Джонатан подошел к ней и посадил к себе на колени.
– Санни, дорогая, оставь ты это и хватай его.
– Как я могу, когда Лунность…
– Лунность! Санни, ради бога, Санни! Так вот в чем дело. Она не может полюбить, поэтому и ты не будешь? Но разве она хотела бы, чтобы ты бросалась на погребальный костер? Это совсем на нее не похоже. Представь, что ты поменялась с ней местами, разве ты хотела бы, чтобы она перестала жить?
– Нет. Нет, конечно! Я знаю, что она полюбила бы Лео, мне легче от этого, но…
– Но?
– Если бы знать, что он никогда не умрет. – Солнышко спрятала лицо у него на груди.
– О, Санни, – Джон поцеловал ее в макушку, – разве твоя боль станет меньше, если вы не будете вместе? Не хуже ли это?
– Это так сложно. Слишком сложно.
– Да, жизнь – непростая штука. Так зачем еще больше усложнять ее?
Потягивая джин с тоником, Калеб откинулся на спинку стула и, наклонив голову, внимательно смотрел на брата.
Лео вспомнилась Солнышко, любившая эту позу любопытной птицы. Невыносимо. Вскочив, он прошелся по комнате, пытаясь избавиться от нервного возбуждения, не покидавшего его с тех пор, как начался обратный отсчет до свадьбы и, значит, до того дня, когда он должен будет снова ее увидеть.
– Теперь, когда мы с тобой одни, полагаю, ты расскажешь мне, что происходит у вас с Солнышком.
– Ничего.
– Что случилось? Она в тебя влюбилась и тебе пришлось ранить ее чувства?
Лео молча скользнул на место, взял стакан и сделал большой глоток.
– Ну? – спросил Калеб. Его взгляд сделался жестче. – Ох, парень.
– Что – ох, парень?
– Все наоборот. Это ты в нее влюбился, и ей пришлось ранить твои чувства.
– Не совсем.
– Нашла коса на камень или что?
Лео поставил стакан и провел рукой по трехсантиметровой поросли на голове.
– У нас был договор. Только секс. Четыре раза. Калеб понимающе кивнул:
– Правило четырех свиданий.
Лео бросил на брата изумленный взгляд:
– Ты об этом знал?
– Да. И ты, судя по всему, согласился на это. Идиот. Что потом?
– Потом она захотела уменьшить их число.
– Уменьшить. Почему? Ты облажался в постели? Странно, я слышал о тебе совсем другое.
– Она не хотела привязываться ко мне. Не только ко мне, ни к кому.
– Это самая большая глупость.
– Долгая история, не стану вдаваться в подробности, просто скажу: ее не привлекают любовные отношения. Она хотела, чтобы мы стали друзьями.
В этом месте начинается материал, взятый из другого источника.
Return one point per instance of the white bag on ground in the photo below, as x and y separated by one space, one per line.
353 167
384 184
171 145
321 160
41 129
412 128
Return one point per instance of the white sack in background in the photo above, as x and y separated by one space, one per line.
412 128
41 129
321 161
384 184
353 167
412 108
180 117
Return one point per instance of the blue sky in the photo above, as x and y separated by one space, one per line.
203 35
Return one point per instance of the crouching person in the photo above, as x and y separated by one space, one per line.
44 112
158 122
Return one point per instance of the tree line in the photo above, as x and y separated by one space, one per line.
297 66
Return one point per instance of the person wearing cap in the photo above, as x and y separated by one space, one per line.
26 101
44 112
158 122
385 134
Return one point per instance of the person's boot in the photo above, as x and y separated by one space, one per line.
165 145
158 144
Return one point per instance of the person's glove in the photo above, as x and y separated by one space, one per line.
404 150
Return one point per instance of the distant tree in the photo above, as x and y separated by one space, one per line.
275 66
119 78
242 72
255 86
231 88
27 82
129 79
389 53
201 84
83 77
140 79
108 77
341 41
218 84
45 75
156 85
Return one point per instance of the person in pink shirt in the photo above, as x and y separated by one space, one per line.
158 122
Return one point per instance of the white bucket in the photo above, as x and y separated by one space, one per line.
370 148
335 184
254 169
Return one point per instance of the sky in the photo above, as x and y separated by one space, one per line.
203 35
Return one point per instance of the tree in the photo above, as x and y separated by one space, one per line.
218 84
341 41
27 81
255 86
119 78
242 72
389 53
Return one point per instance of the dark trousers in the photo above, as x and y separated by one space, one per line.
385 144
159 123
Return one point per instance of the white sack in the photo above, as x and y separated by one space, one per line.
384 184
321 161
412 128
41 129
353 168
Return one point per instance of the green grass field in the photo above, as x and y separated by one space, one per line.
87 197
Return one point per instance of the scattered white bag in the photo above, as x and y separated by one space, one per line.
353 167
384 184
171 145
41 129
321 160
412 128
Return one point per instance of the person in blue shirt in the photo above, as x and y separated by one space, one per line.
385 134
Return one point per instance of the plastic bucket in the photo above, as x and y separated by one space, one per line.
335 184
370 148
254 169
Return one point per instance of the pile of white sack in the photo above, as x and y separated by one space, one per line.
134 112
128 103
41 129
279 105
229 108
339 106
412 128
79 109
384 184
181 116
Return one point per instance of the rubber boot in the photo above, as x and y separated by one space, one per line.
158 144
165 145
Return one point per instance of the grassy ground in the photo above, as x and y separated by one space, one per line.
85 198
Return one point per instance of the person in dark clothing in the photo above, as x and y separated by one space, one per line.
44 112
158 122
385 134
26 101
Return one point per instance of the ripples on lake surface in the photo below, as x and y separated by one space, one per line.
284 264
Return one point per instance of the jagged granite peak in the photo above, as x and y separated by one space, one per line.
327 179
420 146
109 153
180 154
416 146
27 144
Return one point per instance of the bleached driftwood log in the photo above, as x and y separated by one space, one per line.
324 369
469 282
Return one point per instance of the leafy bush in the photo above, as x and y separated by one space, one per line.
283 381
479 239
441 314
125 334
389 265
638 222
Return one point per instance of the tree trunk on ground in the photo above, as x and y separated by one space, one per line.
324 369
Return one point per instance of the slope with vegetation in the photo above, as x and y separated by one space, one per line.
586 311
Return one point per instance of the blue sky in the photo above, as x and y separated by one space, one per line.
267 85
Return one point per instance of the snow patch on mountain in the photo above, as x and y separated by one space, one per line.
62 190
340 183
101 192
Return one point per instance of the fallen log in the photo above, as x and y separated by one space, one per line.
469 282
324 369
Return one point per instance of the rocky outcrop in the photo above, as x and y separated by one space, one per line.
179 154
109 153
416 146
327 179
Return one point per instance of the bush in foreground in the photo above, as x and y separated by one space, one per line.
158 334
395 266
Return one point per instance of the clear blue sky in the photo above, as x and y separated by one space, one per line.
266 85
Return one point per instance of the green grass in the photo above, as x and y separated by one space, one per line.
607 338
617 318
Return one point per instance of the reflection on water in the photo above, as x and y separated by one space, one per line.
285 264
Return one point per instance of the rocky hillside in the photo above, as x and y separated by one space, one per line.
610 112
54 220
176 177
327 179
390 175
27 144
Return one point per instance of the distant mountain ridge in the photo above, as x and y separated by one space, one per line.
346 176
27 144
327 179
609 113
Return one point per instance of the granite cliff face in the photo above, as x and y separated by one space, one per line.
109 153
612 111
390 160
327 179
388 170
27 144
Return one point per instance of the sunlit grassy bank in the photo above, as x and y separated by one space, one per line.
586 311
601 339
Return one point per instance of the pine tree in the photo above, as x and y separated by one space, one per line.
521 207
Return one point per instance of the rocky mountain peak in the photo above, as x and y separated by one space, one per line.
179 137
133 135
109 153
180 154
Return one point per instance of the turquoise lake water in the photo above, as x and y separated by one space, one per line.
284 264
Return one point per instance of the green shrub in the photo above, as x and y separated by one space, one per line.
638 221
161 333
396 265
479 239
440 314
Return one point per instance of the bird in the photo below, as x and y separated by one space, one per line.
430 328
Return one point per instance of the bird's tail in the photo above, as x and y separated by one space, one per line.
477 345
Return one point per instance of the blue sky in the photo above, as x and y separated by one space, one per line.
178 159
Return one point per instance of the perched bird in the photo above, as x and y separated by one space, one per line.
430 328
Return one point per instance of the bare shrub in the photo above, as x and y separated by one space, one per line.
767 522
Я возражал, настаивал на своем, пока не получил все четыре свидания. Но это не помогло.
Калеб поперхнулся.
– Ей не удалось загнать тебя в дружеское русло!
– Она пыталась, я отказался. В результате остался ни с чем.
Калеб изумленно уставился на него:
– Ну, ты болван!
– Спасибо, – сухо отозвался Лео и, вскочив, снова принялся ходить.
– И что ты собираешься делать?
– Пережить вашу свадьбу. Попытаться принять, что все кончено.
– Это говорит не тот Лео Куотермейн, которого я знаю.
– Солнышко с самого начала все честно объяснила, и я это принял. История с сестрой страшно подействовала на нее. Я должен был это понять и оставить ее в покое, но я… – Он замолчал. Снова заговорил. – Вместо этого давил и давил на нее. – Опять молчание. – А какое право я имел давить на нее, пытаясь заставить чувствовать то, к чему она не готова?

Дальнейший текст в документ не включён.